Cough suppressants or antitussives simply lessen the urge to cough. They should not be used if the cough is wet sounding and produces mucus. However, if the cough is hacking and does not produce mucus, then a cough suppressant may be useful to minimize coughing, which in turn aids comfort and promotes sleeping better. The active ingredient in most cough suppressants is dextromethorphan, available under many brand names. Dextromethorphan does not have the pain-relieving and addictive properties of codeine, a narcotic cough suppressant that requires a doctors prescription. Some other common cough suppressants available over the counter include Delsym and Robitussin Cough. Following label instructions on cough suppressants is essential to avoid over-use and possible side effects.

Expectorants and cough suppressants can be purchased without a prescription. To avoid dehydration it is necessary to drink plenty of fluids while taking these medications. Pregnant women should consult their healthcare provider before taking any over-the-counter medication. Other people, including those with medical conditions, are advised to read product labels carefully and consult a pharmacist if they have questions about use.

Camphor and menthol are commonly used topical cough medicines. These natural, aromatic cough medicines are rubbed on the throat and the chest. The anaesthetic action of their vapors is thought to ease coughing and soothe stuffiness from a cold. Camphor and menthol cough medicines are also available for steam inhalation. Menthol is available in lozenges and in compressed tablets.
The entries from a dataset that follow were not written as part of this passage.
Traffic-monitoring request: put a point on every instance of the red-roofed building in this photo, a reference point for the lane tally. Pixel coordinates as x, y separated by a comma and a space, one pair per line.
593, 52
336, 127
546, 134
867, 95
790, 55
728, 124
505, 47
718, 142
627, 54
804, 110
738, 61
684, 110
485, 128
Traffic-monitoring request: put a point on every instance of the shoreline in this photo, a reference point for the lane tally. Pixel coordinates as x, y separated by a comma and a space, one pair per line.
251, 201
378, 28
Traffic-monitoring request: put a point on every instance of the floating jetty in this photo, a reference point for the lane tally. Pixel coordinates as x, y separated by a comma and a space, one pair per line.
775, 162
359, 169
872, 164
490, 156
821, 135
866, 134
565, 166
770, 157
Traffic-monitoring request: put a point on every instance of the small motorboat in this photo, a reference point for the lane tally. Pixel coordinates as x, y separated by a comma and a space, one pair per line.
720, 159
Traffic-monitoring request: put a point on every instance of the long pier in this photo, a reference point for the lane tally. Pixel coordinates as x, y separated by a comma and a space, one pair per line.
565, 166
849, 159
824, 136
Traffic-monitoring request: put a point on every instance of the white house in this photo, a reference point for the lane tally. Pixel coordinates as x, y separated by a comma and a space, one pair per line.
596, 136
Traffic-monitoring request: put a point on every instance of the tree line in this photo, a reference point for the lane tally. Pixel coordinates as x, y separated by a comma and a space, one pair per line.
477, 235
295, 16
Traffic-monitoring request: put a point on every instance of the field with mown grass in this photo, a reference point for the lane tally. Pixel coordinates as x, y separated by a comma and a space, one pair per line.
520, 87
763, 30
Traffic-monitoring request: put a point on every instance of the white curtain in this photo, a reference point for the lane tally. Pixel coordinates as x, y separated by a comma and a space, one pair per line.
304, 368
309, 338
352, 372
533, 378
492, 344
Many over-the-counter cold and cough syrups and cough medicines contain a cough suppressant (dextromethorphan) plus an expectorant (guaifenesin) along with other cold medicines and pain relievers. The combination cold and cough medicine may contain an antihistamine, a decongestant, and a pain reliever in addition to the cough suppressant and/or expectorant. The combination of medicines may give optimal relief if a patient has multiple cold symptoms, such as body aches, coughs, and congestion. The downside of the combination cold medicines is that a patient may be taking medication that he doesnt need, depending on his symptoms.